It’s difficult to know which companies are benefiting the most. The ECB has refused to reveal details, divulging only the International Securities Identification Number (ISIN) of the bonds, but not the amounts.
When the ECB buys these bonds, it inflates the bond prices and pushes their yields down, which is the purpose, and it thus lowers the cost of capital for these companies even further. Yet according to the EU’s Competition Commission, none of this constitutes unfair competition.

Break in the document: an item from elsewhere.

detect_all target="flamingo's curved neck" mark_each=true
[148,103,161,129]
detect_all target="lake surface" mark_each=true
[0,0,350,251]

The European Parliament is not so sure. A cross-party group of members recently wrote to Draghi, asking for company-by-company disclosure of the securities being bought and the size of each holding, so that it can dispel any concerns that the purchases may be benefiting a small group of favored companies. As the FT reports, the letter warns that since its implementation the QE program has “spurred a certain level of concern, since it can be perceived as a disguised subsidy to certain companies.”
Its not just the opacity, arbitrariness, or the potential for conflicts of interest that are worrisome about the ECB’s QE program; so, too, is the level of dependence it has spawned among national governments and corporations for virtually free money. As much as Draghi may want to further taper the ECB’s monthly purchases of bonds after reducing them from €80 to €60 billion earlier this year, many of the program’s beneficiaries are quite simply no longer ready to go it alone. Draghi’s home country of Italy, in particular, cannot afford the higher interest rates that would result from reduced bond purchases. Higher rates would bankrupt the country. In that respect, Italians see Draghi as their guardian angel at the ECB.
Likewise, many of the companies that have benefited from the ECB’s lavish support over the last 16 months may find life somewhat tougher once the punch bowl is taken away and the price of borrowing from the market returns to some semblance of reality. Until that happens, those companies will continue to wet their beak in the fountain of virtually free money, while the ECB’s balance sheet grows bigger and uglier by the month. By Don Quijones.